Where did March go?
I was hoping the past several weeks were just a dream, but no luck. My husband's brain tumor still nibbles away at our family's foundation. We started out trying to avoid the obnoxious bastard like little kids who believe something doesn't exist if they can't see it. But no matter how tightly we shut our eyes and wish it away, the tumor pervades our daily activities like an itch we just can't scratch. It's hard to make sense of the senseless.
There really is no way to justify what's happening so you just begin to make jokes. Laughter truly is the best medicine and only someone going through a life-threatening illness and his or her significant other can appreciate the absurdity of the whole process.
We laugh about a lot of things, most especially those folks who think we are suddenly experts on all things medical. I'm OK with questions like,"Where is the tumor located?" or "About how big is it?" Those questions are fine. But getting into detail such as is it in the left front or rear quadrant, proximity to the neurological nerve centers or molecular genetics of the tumor is a little too much to bear. Nonessential information for a layperson. There's a tumor. In the brain. End of story.
We laugh about playing the "brain tumor" card. Annoying telemarketers who call selling anything from the newest gadget to swampland in Florida are met with, "I'm not interested. My husband has a brain tumor." The silence is deafening. My husband used to pay the cable bill and when I called the cable company to request a lower rate a bit of hemming and hawing ensued until I said, "my husband used to pay this bill but I've taken over since his brain tumor diagnosis." I got a significantly reduced rate with even more channels than I started with. When I forgot to send an invoice to an out-of-state customer I blamed it on the brain tumor.

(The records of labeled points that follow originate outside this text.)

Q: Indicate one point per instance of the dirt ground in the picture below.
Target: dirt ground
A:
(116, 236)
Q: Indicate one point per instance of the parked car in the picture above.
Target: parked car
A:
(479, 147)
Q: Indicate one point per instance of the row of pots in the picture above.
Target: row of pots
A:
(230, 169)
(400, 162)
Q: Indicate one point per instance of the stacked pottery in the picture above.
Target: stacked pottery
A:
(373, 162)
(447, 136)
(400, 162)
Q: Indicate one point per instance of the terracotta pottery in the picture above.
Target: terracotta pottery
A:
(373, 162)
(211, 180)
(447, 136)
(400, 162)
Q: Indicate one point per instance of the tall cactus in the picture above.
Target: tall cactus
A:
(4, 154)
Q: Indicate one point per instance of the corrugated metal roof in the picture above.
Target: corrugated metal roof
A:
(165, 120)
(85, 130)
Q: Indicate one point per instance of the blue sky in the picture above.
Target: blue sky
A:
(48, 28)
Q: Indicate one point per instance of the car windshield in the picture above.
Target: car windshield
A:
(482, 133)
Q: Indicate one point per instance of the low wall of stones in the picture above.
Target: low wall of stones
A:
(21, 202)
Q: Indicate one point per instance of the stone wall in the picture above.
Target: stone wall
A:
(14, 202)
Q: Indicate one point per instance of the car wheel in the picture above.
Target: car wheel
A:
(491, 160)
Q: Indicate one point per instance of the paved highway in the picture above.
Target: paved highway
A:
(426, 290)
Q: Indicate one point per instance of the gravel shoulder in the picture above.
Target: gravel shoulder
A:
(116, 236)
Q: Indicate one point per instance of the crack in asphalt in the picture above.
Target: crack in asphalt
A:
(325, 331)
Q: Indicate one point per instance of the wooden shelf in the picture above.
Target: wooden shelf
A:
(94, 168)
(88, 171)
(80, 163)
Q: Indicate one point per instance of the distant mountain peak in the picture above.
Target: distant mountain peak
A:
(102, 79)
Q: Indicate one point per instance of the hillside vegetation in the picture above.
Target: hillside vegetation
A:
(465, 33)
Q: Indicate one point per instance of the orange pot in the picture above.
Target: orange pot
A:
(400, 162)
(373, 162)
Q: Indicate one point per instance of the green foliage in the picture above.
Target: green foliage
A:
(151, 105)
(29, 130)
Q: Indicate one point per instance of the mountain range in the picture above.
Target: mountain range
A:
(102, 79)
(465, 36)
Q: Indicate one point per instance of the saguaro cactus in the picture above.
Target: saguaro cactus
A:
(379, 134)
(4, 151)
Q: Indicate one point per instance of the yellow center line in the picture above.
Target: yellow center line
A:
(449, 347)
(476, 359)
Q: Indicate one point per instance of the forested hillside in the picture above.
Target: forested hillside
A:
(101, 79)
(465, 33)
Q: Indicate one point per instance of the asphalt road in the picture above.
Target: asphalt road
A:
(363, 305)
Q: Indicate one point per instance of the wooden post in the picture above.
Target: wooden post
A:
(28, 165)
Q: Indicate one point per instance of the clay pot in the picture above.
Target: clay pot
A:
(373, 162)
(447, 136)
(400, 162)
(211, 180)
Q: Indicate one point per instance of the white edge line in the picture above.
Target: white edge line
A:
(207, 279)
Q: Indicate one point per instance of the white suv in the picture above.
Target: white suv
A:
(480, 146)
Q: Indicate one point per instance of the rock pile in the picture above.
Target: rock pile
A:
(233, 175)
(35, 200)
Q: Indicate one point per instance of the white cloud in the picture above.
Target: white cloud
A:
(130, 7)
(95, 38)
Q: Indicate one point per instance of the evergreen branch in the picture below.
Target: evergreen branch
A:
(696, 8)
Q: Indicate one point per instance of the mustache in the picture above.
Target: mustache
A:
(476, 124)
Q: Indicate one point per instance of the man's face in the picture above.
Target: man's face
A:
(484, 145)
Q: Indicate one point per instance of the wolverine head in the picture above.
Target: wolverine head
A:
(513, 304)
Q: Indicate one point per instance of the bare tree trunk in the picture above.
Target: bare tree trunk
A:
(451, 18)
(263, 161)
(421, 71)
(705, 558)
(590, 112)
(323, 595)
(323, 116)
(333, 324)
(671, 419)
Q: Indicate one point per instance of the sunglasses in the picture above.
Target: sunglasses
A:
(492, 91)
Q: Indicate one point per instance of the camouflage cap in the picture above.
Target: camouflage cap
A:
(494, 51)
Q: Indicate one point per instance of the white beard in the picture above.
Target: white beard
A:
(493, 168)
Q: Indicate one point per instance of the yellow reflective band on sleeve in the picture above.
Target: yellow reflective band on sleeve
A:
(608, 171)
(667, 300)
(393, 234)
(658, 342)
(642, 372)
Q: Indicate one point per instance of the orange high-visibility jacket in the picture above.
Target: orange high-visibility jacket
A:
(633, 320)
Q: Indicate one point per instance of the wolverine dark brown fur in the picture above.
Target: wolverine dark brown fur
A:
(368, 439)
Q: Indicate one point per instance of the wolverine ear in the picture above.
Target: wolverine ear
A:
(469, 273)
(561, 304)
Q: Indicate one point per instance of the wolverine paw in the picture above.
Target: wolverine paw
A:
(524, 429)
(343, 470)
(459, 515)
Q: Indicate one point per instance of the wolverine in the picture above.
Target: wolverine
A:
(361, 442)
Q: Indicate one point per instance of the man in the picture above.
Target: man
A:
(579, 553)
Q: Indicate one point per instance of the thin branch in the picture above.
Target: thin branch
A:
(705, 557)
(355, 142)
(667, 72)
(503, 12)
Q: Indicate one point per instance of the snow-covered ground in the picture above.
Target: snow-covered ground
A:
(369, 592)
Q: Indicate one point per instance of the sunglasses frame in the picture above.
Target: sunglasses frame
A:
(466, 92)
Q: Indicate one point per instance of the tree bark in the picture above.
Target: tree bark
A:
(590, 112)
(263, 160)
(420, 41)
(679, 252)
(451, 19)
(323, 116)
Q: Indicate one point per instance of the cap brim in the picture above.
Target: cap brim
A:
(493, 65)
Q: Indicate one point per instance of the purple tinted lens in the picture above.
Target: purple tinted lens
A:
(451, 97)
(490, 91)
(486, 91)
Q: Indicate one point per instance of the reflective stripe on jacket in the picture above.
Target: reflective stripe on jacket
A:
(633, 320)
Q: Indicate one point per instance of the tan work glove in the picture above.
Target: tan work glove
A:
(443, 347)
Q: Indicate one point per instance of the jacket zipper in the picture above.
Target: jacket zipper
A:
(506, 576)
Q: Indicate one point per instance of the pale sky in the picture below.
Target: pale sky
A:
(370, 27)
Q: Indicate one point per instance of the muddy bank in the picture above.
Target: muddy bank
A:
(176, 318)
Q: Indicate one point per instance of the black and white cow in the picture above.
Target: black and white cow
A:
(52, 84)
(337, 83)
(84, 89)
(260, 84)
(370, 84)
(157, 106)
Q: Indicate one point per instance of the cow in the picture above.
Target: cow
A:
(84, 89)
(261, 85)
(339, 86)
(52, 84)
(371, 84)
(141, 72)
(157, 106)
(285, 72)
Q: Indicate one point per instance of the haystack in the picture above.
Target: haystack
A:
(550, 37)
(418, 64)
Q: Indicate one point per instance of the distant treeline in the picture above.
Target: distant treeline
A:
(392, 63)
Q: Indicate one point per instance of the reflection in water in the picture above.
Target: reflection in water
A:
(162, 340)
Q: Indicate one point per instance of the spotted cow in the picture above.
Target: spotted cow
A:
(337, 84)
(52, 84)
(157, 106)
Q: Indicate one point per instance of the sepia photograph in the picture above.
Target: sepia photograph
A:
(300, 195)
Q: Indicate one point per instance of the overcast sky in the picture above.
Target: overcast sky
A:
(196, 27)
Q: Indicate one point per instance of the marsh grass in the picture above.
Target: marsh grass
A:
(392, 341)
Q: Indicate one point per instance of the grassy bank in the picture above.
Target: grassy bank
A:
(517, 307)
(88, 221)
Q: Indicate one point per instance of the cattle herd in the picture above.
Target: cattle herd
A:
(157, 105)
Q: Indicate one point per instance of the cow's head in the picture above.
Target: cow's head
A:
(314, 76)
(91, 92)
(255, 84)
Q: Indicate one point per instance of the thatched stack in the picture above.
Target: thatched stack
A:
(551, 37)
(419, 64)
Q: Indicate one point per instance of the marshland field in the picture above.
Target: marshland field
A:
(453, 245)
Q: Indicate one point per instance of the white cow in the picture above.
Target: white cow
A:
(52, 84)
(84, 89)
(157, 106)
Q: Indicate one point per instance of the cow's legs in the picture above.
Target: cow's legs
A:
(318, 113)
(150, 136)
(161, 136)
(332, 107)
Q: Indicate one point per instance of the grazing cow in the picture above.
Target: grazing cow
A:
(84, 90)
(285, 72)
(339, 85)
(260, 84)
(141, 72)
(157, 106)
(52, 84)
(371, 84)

We laugh about all the potential "cures" for cancer. Take a Turmeric supplement and your disease is will all but vanish! Mix maple syrup with baking soda and watch the cancer disappear! Shark cartilage can slow or stop cancer growth! Listen, I'm a big proponent of a healthy lifestyle equipped with proper nutrition and occasional supplements when necessary. But, if shark innards really cured cancer we wouldn't be having this conversation.
We can't change the course of events over the past few months. We can't even control the outcome. But we can try to get through each day with some dignity and amusement. In between radiation appointments, too many prescriptions to count and a general feeling of doom, my husband and I laugh.
When it's no use trying to make sense of the senseless we set out to crack ourselves up instead.